PS 22-10 - Interaction of landscape-setting and water flow seasonality on stream nitrogen concentration in a subtropical river, China

Tuesday, August 4, 2009
Exhibit Hall NE & SE, Albuquerque Convention Center
Quanfa Zhang and Siyue Li, Key Laboratory of Aquatic Botany and Watershed Ecology, Wuhan Botanical Garden, the Chinese Academy of Sciences, Wuhan, China

The increases in nitrogen concentrations in stream water are observed throughout the world, and that leads to various environmental implications. Researches have reported the associations between levels of nitrogenous compounds in streams and land use/land cover, and indicated significant contributions by agriculture and urban land uses in a catchment. The mitigation abilities of nitrogen loads in riparian zone and vegetation coverage in a catchment have been presented in various studies, while the relative influence of riparian zone versus the whole watershed on stream water are mixed. We conducted a research on the upper Han River basin, a mountainous region of the Qinling and Daba Mts of China. NO3-N and NH4+-N in streams were determined and land use and land cover in the basin were derived using Landsat TM and +ETM. Correlation analysis and stepwise multiple regression for nitrogen in streams and landscape within the whole watershed and 100 m buffer in the different hydrological regime were conducted.


The results indicate that nitrogenous compounds in rivers are better predicted by land uses in the entire catchment than those close to stream network.

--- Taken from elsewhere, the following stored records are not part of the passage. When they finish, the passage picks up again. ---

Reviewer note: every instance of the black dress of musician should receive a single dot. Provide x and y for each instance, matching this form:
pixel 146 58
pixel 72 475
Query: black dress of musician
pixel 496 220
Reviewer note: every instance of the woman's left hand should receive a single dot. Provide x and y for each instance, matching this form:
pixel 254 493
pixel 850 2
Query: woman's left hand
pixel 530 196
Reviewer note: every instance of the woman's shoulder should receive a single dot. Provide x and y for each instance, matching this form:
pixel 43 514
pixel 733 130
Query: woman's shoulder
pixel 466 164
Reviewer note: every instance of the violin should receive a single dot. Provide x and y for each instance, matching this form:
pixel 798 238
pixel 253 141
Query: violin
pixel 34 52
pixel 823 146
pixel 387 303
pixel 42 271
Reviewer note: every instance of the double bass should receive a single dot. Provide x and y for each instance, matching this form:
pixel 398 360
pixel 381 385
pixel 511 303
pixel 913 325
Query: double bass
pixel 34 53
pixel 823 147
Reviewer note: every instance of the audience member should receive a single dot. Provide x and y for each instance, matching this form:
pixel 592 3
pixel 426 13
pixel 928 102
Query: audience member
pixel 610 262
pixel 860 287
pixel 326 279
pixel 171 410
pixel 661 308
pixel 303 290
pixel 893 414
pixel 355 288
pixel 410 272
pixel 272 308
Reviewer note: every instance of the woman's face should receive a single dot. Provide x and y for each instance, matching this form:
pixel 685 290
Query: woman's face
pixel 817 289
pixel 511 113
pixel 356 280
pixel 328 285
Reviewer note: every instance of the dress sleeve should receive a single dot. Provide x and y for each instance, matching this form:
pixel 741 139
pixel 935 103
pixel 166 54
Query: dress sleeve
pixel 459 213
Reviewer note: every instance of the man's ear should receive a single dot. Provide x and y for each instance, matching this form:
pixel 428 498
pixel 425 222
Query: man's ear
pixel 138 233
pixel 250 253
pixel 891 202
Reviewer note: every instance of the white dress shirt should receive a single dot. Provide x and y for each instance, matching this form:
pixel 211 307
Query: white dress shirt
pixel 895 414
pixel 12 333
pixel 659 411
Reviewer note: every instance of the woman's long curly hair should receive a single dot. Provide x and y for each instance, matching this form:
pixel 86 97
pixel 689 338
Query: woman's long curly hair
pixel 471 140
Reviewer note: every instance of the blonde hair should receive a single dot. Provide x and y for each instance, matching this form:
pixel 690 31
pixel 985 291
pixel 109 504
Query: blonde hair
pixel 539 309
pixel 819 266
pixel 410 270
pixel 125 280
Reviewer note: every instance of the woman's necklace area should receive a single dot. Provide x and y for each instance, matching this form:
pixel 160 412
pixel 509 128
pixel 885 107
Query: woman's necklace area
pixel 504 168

The significant associations between nitrogen and vegetation demonstrate the overall influence of dominant coverage of vegetated land use in the basin on stream water nitrogen concentrations. Meanwhile, the results also demonstrate that Nitrate-N is predicted by bareland in low follow period, yet by forest cover in high flow period in the riparian zone. Ammonium-N, the main pollutant in the basin, is poorly correlated with land use in the riparian zone, while significantly linked to bareland and vegetated land cover within the watershed in high flow period. Our results suggest the remarkable interaction among water flow seasonality, landscape setting and nitrogenous concentrations in streams.